Cybersecurity experts warn that Iran's government could retaliate against the U.S. with cyberattacks on critical infrastructure and businesses following President Donald Trump's decision to reimpose sanctions and pull out of an Obama-era nuclear deal.
Iran is known for waging cyberattacks during international upheaval and has a history of deploying destructive attacks against its perceived enemies.
But concern about possible attacks from Iran come as the Trump administration's national security team is considering eliminating the top White House cybersecurity job.
Prior to the nuclear agreement with Iran in 2015, state-run hackers were working to penetrate U.S. chemical, banking and transportation companies, though the efforts largely stopped after the accord was reached.
“In the absence of the agreement, that [hacking] restraint could disappear,” John Hultquist, director of intelligence analysis at FireEye, told McClatchy DC. He said that the most likely target of any Iranian-backed cyberattacks would be American critical infrastructure and businesses.
Levi Gundert, a former Secret Service agent who is vice president of threat intelligence at Recorded Future, agreed He said authorities in Iran have shown their willingness to attack American companies.
“They are facing a government which is not happy about President Trump turning up the economic pain dial and reapplying these sanctions,” he said. “This was a pattern that was very active before 2015.”
“They are facing a government which is not happy about President Trump turning up the economic pain dial and reapplying these sanctions. This was a pattern that was very active before 2015.”
Any revival of that pattern now would come as John Bolton, President Donald Trump's recently hired national security adviser, is pushing for the elimination of the role of special assistant to the president and cybersecurity coordinator -- despite Bolton being known in Washington as a cybersecurity hawk who advocated actively targeting enemies of the U.S.
Before the 2015 deal, the Iranians were trying to disrupt the American transportation network, including "multiple" airports.
“They were in some very sensitive areas of airport networks where they could conceivably cause serious disruption,” Hultquist said, noting that the effort was identified and hackers were neutralized.
The Iran government propped up its cyber division in the wake of a 2010 cyberattack on the country's nuclear program. The attack was perpetrated by U.S. and Israeli hackers and made Iranian centrifuges at the Natanz plant spin out of control and shatter.

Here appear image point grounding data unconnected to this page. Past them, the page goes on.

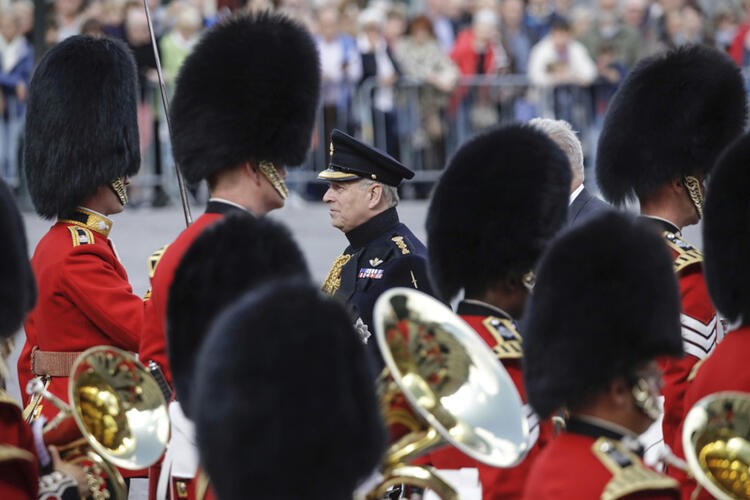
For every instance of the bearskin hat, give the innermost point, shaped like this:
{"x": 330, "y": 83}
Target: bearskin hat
{"x": 286, "y": 392}
{"x": 248, "y": 91}
{"x": 230, "y": 257}
{"x": 671, "y": 117}
{"x": 81, "y": 123}
{"x": 17, "y": 286}
{"x": 502, "y": 197}
{"x": 605, "y": 301}
{"x": 726, "y": 233}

Though many suggest Iranian hackers aren't as sophisticated as Israeli or American counterparts, they shouldn't be underestimated, Gundert said.
“Even though on many occasions they’ve demonstrated a lack of technical sophistication, they’ve made up for it with brashness and creativity (and) their willingness to really push the edge,” he said.
“Even though on many occasions they’ve demonstrated a lack of technical sophistication, [Iran has] made up for it with brashness and creativity (and) their willingness to really push the edge.”
Hackers in Iran waged a cyberattack on about 40 U.S. banks after then-President Barack Obama imposed financial sanctions on Iran. In 2014, Las Vegas casino mogul Sheldon Adelson's business networks were targeted by Iranians, inflicting significant damage, McClatchy reported.
The attacks also were directed at key U.S. allies in the Middle East, with hackers deleting all data from around 30,000 computers in 2012 at Saudi Aramco, Saudi Arabia's state-run oil company.